Genauso vorbehaltlos und ungestüm ging Big Youth auch lyrisch zu Werk. Und frei heraus fetzen die Strophen immer noch aus ihm. Big Youths überfallartiger Sprechgesang, der mal melodiös und mal ekstatisch rüberkommt, hat in keiner Weise unter den vielen Jahren gelitten. Auch zum Staunen der anwesenden Musiker im jamaikanischen Anchor Studios während der Aufnahmen zu diesem neuen Album, der ausschließlich aus neuem Material besteht. Mehr noch setzt er nun seine berüchtigten Schreie und Seufzer gezielter und darum effektvoller ein.
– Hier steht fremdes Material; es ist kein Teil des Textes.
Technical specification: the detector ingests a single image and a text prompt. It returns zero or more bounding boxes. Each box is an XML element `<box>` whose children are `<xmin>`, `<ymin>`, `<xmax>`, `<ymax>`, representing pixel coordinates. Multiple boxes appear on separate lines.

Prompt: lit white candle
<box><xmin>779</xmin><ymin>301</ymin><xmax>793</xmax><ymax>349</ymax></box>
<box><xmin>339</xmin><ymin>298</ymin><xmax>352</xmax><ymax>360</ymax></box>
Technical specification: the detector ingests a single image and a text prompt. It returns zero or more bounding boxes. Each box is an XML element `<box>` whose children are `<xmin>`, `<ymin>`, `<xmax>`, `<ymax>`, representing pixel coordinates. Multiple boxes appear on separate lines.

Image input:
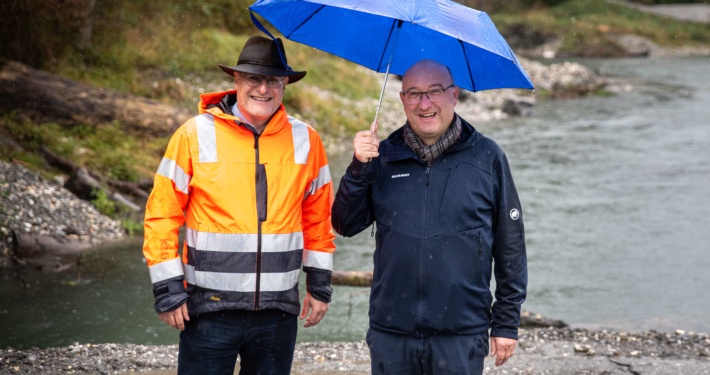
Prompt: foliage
<box><xmin>630</xmin><ymin>0</ymin><xmax>707</xmax><ymax>4</ymax></box>
<box><xmin>121</xmin><ymin>219</ymin><xmax>144</xmax><ymax>236</ymax></box>
<box><xmin>0</xmin><ymin>0</ymin><xmax>90</xmax><ymax>67</ymax></box>
<box><xmin>91</xmin><ymin>189</ymin><xmax>116</xmax><ymax>217</ymax></box>
<box><xmin>0</xmin><ymin>114</ymin><xmax>168</xmax><ymax>181</ymax></box>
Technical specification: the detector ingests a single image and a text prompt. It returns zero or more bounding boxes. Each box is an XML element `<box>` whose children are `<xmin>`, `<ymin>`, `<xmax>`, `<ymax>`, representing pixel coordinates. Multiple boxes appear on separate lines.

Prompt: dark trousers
<box><xmin>178</xmin><ymin>309</ymin><xmax>298</xmax><ymax>375</ymax></box>
<box><xmin>366</xmin><ymin>328</ymin><xmax>489</xmax><ymax>375</ymax></box>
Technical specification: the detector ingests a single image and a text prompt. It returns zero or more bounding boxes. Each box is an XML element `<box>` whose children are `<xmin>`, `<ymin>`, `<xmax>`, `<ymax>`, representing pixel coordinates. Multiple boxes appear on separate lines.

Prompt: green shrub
<box><xmin>121</xmin><ymin>219</ymin><xmax>144</xmax><ymax>236</ymax></box>
<box><xmin>91</xmin><ymin>189</ymin><xmax>116</xmax><ymax>216</ymax></box>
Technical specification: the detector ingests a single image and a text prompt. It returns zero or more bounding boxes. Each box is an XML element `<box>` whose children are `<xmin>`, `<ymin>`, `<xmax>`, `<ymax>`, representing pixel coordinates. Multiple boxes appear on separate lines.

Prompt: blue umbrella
<box><xmin>249</xmin><ymin>0</ymin><xmax>534</xmax><ymax>123</ymax></box>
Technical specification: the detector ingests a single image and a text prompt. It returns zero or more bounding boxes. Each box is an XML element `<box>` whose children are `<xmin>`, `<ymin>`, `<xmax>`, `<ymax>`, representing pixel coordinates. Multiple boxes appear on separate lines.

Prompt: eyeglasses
<box><xmin>241</xmin><ymin>74</ymin><xmax>286</xmax><ymax>88</ymax></box>
<box><xmin>402</xmin><ymin>84</ymin><xmax>455</xmax><ymax>104</ymax></box>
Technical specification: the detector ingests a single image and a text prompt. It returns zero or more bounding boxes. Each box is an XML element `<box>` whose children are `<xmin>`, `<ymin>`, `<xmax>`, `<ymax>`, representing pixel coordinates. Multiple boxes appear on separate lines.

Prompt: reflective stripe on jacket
<box><xmin>332</xmin><ymin>117</ymin><xmax>527</xmax><ymax>340</ymax></box>
<box><xmin>143</xmin><ymin>90</ymin><xmax>335</xmax><ymax>316</ymax></box>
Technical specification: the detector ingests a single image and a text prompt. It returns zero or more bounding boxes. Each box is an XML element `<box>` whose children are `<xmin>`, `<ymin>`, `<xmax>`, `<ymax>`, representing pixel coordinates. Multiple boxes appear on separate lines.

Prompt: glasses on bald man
<box><xmin>402</xmin><ymin>84</ymin><xmax>455</xmax><ymax>105</ymax></box>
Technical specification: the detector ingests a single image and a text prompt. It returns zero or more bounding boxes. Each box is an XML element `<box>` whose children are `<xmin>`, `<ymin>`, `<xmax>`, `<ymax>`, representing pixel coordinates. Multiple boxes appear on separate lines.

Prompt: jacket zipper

In „Educated Fools“ macht er sich über all die (Ein)gebildeten her, die die Welt auf täglicher Basis ruinieren. Ein paar Straßen- und Lebensweisheiten hat Big Youth auch parat in „Wareika Hill“. Genauso wie er in „Those Days“ kurzerhand seine, durch Lebenserfahrung gelernten Lektion, einfach so für alle zugängig preisgibt.

by Samuel Clayton

Und ein Hirngeschädigter

Der Sound des Albums, den sich der Franzose Martin Nathan, bekannt als Brain Damage, ausgedacht hat, ist im gleichen Maße reif und zeitlos, wie Big Youth selbst. Der rustikale Klang der Instrumente, allen voran der Trompeten und Posaunen, aber auch der tiefen Bässe mit virtuosem Klavier und pikanten Gitarrenlicks, knistert und knackst wie ein alter Holzboden. Martin Nathan aka Brain Damage macht dabei seinem Künstlernamen alle Ehre, indem er auf dem Album „Beyond The Blue“ eine luzide, hirnverdrehte Mischung aus Jazz, Reggae, Rocksteady und Dub abliefert. Er lässt seinen neuerfundenen Old-School-New-Style Reggae und seine Koryphäe Big Youth auf diesem Album wie eine jamaikanische Form des französischen Chansons klingen – temperamentvoll und melancholisch, nebulös und ironisch. Es ist eine eigenartige musikalische Reise, die es so vielleicht bald nicht mehr geben wird.

Zvjezdan Markovic

About Zvjezdan Markovic

Immer auf der Suche nach neuen und alten Sounds, hat aber auch seit über 10 Jahren die schlechte Angewohnheit, darüber zu schreiben. (E-Mail zvjezdan[at]irieites.de)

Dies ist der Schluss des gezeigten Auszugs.